Kiew befürchtet neue Anschläge

Die Regierung in Kiew rechnet mit weiteren Anschlägen Russlands auf die Infrastruktur der Ukraine, insbesondere die Stromversorgung. In Kiew kommt es deshalb am Montag zu großräumigen Stromabschaltungen. Laut dem ukrainischen Präsidenten Wolodymyr Selenskyj bereitet das Land auch eine „Antwort“ vor.

Es sei erkennbar, dass der „terroristische Staat“, wie Selenskyj Russland in seiner täglichen Videobotschaft nannte, Kräfte und Mittel für neue Massenangriffe auf die Infrastruktur der Ukraine bündle. Knapp 4,5 Millionen Ukrainer litten bereits unter Stromausfällen. „Wir bereiten uns darauf vor zu antworten“, sagte Selenskyj.

Der russische Präsident Wladimir Putin lässt immer wieder gezielt Infrastruktur in der Ukraine bombardieren, auch in der Hauptstadt Kiew. Ganze Stadtteile haben stundenweise kein Licht. Für den Montag wurden erneut großflächige Stromabschaltungen in Kiew abgekündigt. Es werde schlimmer als ursprünglich befürchtet, schrieb der Generaldirektor des staatlichen Versorgers Ukrenerho, Sergy Kowalenko, auf Facebook. Das sei auf „höhere Gewalt“ zurückzuführen.

Klitschko rät Bürgern bei Blackout zu Flucht

Der Kiewer Bürgermeister Witali Klitschko warnte am Wochenende vor einem Zusammenbruch der Versorgung in der ukrainischen Hauptstadt. Für den Fall eines Totalausfalls von Strom-, Wärme- und Wasserversorgung sollten die Bürgerinnen und Bürger Vorräte anlegen und auch überlegen, zeitweise außerhalb der Stadt unterzukommen, sagte Klitschko im ukrainischen Fernsehen. Die Stadt wolle zudem 1.000 Wärmestuben einrichten.

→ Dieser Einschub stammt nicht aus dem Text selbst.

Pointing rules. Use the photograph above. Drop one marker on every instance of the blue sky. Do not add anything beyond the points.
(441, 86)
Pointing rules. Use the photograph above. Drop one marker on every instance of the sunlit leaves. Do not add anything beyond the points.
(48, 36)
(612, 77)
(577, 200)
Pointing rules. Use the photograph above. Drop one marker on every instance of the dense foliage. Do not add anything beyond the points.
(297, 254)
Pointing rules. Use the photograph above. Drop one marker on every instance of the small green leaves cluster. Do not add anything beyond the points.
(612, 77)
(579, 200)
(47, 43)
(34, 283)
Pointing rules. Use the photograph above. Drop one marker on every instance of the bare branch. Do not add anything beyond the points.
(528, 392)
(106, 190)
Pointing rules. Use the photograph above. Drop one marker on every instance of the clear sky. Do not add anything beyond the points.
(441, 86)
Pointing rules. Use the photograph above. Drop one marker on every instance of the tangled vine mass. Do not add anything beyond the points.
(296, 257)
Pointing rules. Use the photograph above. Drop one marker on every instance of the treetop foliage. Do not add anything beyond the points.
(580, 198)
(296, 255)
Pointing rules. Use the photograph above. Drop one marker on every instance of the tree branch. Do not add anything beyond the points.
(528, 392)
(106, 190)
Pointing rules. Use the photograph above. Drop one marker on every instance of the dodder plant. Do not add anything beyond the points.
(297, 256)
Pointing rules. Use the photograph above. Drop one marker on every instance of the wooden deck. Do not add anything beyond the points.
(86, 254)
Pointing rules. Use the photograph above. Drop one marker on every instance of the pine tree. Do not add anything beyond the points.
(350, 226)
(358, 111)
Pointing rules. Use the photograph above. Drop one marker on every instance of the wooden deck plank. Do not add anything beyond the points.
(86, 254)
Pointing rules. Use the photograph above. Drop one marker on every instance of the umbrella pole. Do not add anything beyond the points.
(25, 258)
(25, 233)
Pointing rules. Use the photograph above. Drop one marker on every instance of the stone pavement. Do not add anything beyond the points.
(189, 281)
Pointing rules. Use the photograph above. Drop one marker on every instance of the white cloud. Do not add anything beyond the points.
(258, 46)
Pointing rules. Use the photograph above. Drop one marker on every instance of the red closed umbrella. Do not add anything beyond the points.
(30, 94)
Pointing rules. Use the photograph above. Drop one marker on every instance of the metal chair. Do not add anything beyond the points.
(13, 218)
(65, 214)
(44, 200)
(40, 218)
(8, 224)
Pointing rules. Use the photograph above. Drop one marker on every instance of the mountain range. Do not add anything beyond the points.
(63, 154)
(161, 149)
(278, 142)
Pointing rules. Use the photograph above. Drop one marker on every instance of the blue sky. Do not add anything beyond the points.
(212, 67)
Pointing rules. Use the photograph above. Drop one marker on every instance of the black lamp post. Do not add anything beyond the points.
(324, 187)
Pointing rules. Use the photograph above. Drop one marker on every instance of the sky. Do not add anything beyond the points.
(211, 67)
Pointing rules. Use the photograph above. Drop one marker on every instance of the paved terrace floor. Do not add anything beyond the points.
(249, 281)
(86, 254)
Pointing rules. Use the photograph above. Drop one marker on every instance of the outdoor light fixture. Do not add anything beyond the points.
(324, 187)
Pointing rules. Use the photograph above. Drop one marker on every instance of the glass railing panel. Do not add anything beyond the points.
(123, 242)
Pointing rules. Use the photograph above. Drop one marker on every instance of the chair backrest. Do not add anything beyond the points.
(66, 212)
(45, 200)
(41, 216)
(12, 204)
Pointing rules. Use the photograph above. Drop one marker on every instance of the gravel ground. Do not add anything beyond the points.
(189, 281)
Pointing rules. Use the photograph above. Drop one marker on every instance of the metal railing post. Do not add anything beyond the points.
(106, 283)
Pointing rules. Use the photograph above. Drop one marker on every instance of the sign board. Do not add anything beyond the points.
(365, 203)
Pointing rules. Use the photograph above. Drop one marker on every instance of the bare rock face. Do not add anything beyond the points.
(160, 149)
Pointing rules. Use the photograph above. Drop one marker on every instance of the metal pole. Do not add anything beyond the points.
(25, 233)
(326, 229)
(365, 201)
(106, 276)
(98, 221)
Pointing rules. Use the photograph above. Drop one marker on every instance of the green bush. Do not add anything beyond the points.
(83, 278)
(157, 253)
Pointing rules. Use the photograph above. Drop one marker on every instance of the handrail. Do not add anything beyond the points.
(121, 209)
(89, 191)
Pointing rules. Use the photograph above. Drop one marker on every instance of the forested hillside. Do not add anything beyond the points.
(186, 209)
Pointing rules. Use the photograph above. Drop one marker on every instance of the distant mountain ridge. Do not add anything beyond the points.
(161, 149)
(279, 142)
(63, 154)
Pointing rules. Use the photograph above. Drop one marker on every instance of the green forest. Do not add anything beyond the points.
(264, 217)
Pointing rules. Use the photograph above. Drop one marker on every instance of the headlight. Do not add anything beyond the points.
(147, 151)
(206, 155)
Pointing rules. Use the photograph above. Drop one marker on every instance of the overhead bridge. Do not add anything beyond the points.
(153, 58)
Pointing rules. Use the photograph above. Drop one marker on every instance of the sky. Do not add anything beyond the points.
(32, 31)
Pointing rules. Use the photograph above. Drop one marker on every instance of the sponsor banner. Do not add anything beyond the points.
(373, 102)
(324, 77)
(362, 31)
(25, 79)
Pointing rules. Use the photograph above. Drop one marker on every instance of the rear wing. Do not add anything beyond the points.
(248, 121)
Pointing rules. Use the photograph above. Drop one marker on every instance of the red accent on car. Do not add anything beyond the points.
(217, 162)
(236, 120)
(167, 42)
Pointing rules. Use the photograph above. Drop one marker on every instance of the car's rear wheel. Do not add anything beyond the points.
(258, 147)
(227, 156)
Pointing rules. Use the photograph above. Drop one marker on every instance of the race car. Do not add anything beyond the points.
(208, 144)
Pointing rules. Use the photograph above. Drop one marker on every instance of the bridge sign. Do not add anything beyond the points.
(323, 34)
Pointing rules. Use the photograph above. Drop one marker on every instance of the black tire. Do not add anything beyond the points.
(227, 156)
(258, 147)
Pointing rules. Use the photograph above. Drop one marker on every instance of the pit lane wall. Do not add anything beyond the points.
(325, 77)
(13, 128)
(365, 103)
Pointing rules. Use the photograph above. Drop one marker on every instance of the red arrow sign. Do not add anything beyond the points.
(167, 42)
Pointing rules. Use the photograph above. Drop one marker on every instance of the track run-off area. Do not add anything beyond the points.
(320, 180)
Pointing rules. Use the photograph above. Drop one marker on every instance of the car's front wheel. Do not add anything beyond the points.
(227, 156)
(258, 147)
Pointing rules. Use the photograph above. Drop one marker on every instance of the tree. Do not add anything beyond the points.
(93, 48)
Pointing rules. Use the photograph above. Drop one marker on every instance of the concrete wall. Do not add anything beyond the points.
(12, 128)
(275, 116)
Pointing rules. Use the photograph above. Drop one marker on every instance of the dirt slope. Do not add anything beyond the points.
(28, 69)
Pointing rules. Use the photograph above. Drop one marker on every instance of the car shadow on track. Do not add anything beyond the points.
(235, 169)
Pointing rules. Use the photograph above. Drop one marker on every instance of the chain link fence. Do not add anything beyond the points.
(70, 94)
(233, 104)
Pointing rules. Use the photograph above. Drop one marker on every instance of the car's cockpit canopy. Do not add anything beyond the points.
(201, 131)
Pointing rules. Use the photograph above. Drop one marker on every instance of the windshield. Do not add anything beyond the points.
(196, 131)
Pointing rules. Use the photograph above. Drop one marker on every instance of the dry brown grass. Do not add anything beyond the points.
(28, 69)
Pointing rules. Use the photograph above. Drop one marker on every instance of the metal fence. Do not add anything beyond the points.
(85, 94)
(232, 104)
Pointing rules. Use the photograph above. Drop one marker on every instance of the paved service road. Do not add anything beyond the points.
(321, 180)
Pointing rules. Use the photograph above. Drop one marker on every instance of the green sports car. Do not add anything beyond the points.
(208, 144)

Kiew dementiert Pläne für Evakuierung

Die Stadtverwaltung trat aber einem Bericht der „New York Times“ entgegen, die Überlegungen reichten bis zu einer Räumung der Stadt bei einem Blackout. „Das System des Zivilschutzes muss auf verschiedene Szenarien vorbereitet sein; aber das heißt nicht, dass wir eine Evakuierung vorbereiten“, teilte Roman Tkatschuk, verantwortlich für die Sicherheit der Stadt, am Sonntag mit.

Laut humanitärem Völkerrecht müssen eigentlich „alle möglichen Maßnahmen“ unternommen werden, um das Leben von Zivilisten sowie grundlegende Infrastruktur wie Kraftwerke oder Wasserversorgung zu schützen.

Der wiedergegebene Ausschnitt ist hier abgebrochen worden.